Little Red Riding Hood reached out in the dark, and put her hand on granny’s shoulder, and kissed her on the cheek, or where she thought her cheek would be, there in the dark, where she couldn’t see a thing.
“Oh Granny, you’re so furry!” Little Red Riding Hood laughed. “Why are you wearing your big winter coat and that nice thick furry scarf of yours when you’re all tucked up in bed?”
“I’m just keeping warm, my dear. While I’m waiting, waiting, waiting just for you.”
Granny rolled over, and looked up at Little Red Riding Hood, her eyes as big and bright and red as those lanterns she’d left on the path.
“Oh, Granny, what big eyes you have!” said Little Red Riding Hood, with a sly little smile.
“All the better for seeing you with, my dear.”
“And Granny, what a big wet nose you’ve got!”
“All the better for smelling my dinner with!”
“And oh Granny, what a big wide mouth you’ve got, with such big long sharp snapping teeth!”
“All the better,” said the wolf, as he leapt out of bed and revealed himself, “For eating all your cupcakes with!”
“Oh Mr Wolf, what a waggly tail you’ve got,” Little Red Riding Hood laughed, as he pushed his snout into the picnic basket and snaffled up all the treats with his long hungry tongue.
Well, not quite all the treats. Little Red Riding Hood made sure she kept one safe for when Granny got out of the bath. She loved her baths, did old Granny.
“Cupcakes!?” my niece snorts derisively. “Wolfs don’t eat cupcakes, David.”
“They might,” I say.
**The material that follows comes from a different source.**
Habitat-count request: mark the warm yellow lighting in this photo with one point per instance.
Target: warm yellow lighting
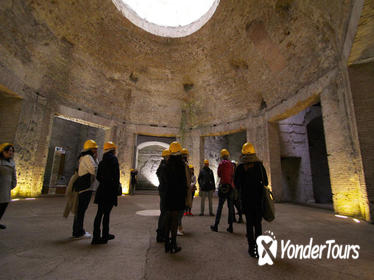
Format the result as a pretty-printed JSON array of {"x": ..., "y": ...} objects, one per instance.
[{"x": 341, "y": 216}]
I don’t sound especially convincing. I never do.
“Wolfs eat meat, David.” She looks at the picture again, then back at me. “Was that the real story?”
“Well, it’s a story,” I tell her.
“Did you make it up?”
“Well, yeah,” I laugh. “Bits of it anyway. You told me to, remember.”
“But I don’t want a made up story, David. I want the real story.”
“You told me to make it nice. So I made it nice.”
“Well I want you to tell me the real story now,” she says, looking not at me but at the picture in her hands. She traces her fingers across the glass, letting them slide along the lines of her body, the contours of his mouth. “The one where the wolf eats meat.”
She turns and looks up at me. Looks straight into my eyes.
“I want you to make it as gruesome as can be.”
1. This is a re-written version of Tale #101: A Story In The Afternoon
2. So per the information there, this was”Written on and off over the last two years or so, but primarily in June and December 2019″.
3. And then re-written once more in October 2020.